Hace poco más de un año, en este mismo espacio, dediqué unas palabras al primer grado de inversión otorgado a nuestro país por parte de una calificadora internacional. Desde unos días atrás, son dos los grados de inversión para Paraguay. Sin embargo, en una entrevista de ayer, el ministro de Economía reconoció que todavía son necesarias reformas –urgentes, agrego yo– para que el “crecimiento económico se transforme en desarrollo”, como bien lo señalaba un ex ministro, considerado el padre de la macroeconomía paraguaya.
Por lo menos, el jefe de la cartera económica lo reconoce: “Si lo de conseguir el grado de inversión era una maratón, no una carrera de 100 metros, la cuestión del desarrollo del país es un Ironman: Es la maratón, más no sé cuántos kilómetros de bicicleta, más no sé cuántos kilómetros de nadar. O sea, nos falta muchísimo todavía para tener el país que queremos y nos merecemos”.
Un ejemplo de reforma pendiente es la insaciable Caja Fiscal, que se lleva ya más de USD 300 millones de dólares al año, y cuyo proyecto de transformación es anunciado para antes de fin de año. No puede ser que todos los paraguayos estemos pagando de nuestros impuestos este agujero, en lugar de destinar los recursos a otras inversiones.
Tampoco comprendo cómo mejoramos si el Estado debe cientos de millones de dólares al sector privado, pero prefiere patear los pagos porque debe respetarse la convergencia fiscal (esa que vemos en los papeles oficiales). Menos entiendo cómo lo toleran los acreedores. Entonces, recuerdo el caso de Grecia, a fines de la primera década de este siglo, y la crisis financiera de 2008, donde justamente calificadoras internacionales avalaron los créditos de las hipotecas subprime que derivaron en el peor aprieto económico global desde 1929.
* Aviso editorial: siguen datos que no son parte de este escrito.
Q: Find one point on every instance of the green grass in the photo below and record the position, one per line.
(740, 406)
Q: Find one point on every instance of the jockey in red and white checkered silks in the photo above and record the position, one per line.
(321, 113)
En esta tierra guaraní, las cosas no andan tan bien como quieren hacernos creer tantas veces las autoridades de turno. No, señores. Bien lo apuntan otros tantos expertos, pero tampoco hace falta serlo para darse cuenta. El transporte público es pésimo, insufrible (y más en los días de calor); la educación es con base en una reforma del siglo pasado; la seguridad no aumentará solamente con miles de policías más en las calles (por cierto, promocionados con un acto al más puro estilo de las hordas de Sauron, con las disculpas ofrecidas a esos excelentes uniformados que también tenemos; pero no veo actos similares para egresos universitarios, por ejemplo); y los servicios públicos de salud, precarios por donde se los mire.
No vamos a llegar a ser un país más desarrollado con una carga impositiva tan baja. Las fórmulas para alcanzar la meta de un Estado del bienestar ya se inventaron, pero hay que saber asumirlas. Es cierto que con tanto malgasto es difícil presionar a la ciudadanía –especialmente a los que más tienen– para que pague más tributos. Es inconcebible seguir creando cargos en un Estado abarrotado de funcionarios, con tareas prescindibles, en medio de la amenaza de la inteligencia artificial, que obliga a un nuevo pacto social en relación con el empleo.
Además, otro reclamo constante por la falta de más inversiones es la seguridad (inseguridad) jurídica. Y cómo no padecer la injusticia en medio de contubernios secretos entre los poderes Ejecutivo y Judicial, junto con el titular de una agrupación partidaria, en esa trilogía (cual tridente del diantre) nueva apuntaba acertadamente por algunas figuras políticas. Ellos dicen que es normal que se reúnan, claro, ¡pero no de manera oculta!
Finalmente, las calificaciones de riesgo son evaluaciones en cuanto a la capacidad de un país o una empresa de cumplir con obligaciones financieras futuras. Y aquí hay que insistir que no todo es por deuda. Los compromisos –contraídos hasta ahora– los terminarán pagando hijos, nietos y bisnietos, así que paren con eso. Por eso, para mí no hay mucho que celebrar todavía, aunque aplaudo el esfuerzo. Feliz Navidad y próspero Año Nuevo.